More specifically, the exam covers key environmental topics such as waste disposal, preserving power, lowering your company's carbon footprint, recognizing green IT standards, setting up virtual machines, and determining your return on investment in setting up green IT projects.

The exam offers 30 questions that have to be answered in an hour, and test takers must get 70 percent of the answers right to pass. To bone up for the exam, CompTIA advises people to have at least 18-24 months of technical experience under their belts and to already have CompTIA A+ and CompTIA Server+ certification.

The exams are given through Pearson VUE and Prometric test centers, while the courseware is available from Axzo Press and Element K, said CompTIA.

"Green IT is at the heart of virtually every aspect of sustainability, from the power grid, smart buildings, and environmental control systems to telepresence, telecommuting, and virtualization," said Terry Erdle, CompTIA's senior vice president for skills certifications, in a statement.
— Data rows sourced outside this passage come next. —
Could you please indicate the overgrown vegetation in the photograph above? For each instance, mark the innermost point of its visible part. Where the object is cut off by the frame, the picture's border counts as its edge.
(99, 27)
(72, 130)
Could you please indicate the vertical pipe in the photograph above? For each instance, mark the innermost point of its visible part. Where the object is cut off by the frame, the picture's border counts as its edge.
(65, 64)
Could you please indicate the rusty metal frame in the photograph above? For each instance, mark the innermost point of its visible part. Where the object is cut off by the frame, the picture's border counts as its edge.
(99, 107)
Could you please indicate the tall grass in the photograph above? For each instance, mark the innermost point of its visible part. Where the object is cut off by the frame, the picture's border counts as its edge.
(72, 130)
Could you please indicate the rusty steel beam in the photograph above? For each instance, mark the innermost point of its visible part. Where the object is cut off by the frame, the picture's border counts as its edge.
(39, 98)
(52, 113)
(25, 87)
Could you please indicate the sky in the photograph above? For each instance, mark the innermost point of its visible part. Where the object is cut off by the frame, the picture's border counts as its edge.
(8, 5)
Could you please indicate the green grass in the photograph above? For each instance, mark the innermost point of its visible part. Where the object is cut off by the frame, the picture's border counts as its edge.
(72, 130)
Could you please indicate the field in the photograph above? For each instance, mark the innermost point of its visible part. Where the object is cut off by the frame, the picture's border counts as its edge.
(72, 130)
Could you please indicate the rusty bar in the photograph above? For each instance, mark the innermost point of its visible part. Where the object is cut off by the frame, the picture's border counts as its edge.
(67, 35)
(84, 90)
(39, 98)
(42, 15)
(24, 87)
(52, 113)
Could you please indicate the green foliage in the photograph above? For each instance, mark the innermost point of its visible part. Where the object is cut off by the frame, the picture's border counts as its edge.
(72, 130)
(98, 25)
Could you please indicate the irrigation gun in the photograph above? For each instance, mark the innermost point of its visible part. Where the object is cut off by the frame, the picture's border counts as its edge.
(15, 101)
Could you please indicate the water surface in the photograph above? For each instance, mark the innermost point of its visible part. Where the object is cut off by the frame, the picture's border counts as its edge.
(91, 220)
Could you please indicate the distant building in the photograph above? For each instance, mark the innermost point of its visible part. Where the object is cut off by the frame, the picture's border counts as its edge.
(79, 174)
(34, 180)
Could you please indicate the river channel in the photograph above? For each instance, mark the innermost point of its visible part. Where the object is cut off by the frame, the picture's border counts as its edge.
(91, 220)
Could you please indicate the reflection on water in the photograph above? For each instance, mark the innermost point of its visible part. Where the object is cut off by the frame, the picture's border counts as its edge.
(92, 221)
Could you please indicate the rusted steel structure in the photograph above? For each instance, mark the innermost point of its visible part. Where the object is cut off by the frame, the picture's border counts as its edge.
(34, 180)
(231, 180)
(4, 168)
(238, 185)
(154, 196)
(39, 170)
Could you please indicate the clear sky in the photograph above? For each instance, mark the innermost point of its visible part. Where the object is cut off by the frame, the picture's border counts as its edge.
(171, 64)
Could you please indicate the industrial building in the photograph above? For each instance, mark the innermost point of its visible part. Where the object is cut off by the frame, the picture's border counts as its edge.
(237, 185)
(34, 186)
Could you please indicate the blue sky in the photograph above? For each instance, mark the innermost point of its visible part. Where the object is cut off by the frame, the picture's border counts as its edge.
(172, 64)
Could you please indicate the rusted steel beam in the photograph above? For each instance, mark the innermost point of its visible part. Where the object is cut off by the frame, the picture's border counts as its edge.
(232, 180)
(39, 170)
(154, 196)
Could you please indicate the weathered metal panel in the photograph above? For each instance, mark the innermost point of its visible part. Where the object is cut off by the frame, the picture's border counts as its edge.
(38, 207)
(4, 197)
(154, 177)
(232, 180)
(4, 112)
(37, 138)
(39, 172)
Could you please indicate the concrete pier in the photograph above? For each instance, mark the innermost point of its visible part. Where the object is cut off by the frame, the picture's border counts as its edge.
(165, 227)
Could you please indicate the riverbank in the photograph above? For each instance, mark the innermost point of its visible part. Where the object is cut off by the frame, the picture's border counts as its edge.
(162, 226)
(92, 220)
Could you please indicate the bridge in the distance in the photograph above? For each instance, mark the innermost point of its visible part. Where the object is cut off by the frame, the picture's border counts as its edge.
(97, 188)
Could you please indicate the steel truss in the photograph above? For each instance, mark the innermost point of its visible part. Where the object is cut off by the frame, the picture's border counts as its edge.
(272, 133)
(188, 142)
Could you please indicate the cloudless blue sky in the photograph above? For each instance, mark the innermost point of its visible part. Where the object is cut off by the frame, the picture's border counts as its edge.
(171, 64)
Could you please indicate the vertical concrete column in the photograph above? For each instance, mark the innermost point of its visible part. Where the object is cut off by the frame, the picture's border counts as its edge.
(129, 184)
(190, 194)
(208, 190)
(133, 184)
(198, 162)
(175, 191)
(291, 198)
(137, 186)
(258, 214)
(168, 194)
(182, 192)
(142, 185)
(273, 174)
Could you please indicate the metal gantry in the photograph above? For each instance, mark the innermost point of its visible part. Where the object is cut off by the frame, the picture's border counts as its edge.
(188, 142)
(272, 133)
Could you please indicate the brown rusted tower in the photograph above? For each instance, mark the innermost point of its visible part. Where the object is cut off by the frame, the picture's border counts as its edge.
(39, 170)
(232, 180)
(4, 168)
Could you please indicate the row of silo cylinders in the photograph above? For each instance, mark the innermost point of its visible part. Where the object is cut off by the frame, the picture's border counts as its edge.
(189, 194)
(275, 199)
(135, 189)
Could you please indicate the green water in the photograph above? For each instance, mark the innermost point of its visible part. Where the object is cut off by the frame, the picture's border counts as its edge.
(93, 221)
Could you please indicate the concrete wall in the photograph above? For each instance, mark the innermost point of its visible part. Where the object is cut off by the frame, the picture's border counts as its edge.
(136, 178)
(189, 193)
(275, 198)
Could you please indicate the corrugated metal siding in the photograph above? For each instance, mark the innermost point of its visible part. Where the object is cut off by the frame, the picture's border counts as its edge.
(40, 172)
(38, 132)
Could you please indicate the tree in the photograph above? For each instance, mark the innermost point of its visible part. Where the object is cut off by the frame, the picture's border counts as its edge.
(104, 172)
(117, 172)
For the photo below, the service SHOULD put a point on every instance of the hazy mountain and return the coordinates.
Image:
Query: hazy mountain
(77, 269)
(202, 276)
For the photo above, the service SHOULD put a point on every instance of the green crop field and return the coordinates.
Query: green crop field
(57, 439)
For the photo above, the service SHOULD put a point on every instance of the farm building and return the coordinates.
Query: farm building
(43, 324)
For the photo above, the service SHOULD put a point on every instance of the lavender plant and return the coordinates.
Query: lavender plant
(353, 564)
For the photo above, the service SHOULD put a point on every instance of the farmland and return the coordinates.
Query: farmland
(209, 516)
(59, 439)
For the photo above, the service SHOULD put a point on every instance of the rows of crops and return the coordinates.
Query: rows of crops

A survey in late 2009 conducted by CompTIA found that technology companies are focusing more on green IT initiatives. Among those polled, 72 percent said they were running audits to measure their energy use and power management, 78 percent now consider environmental friendliness when buying new monitors, 77 percent do the same when purchasing computers, and 20 percent have a budget specifically geared toward green IT projects.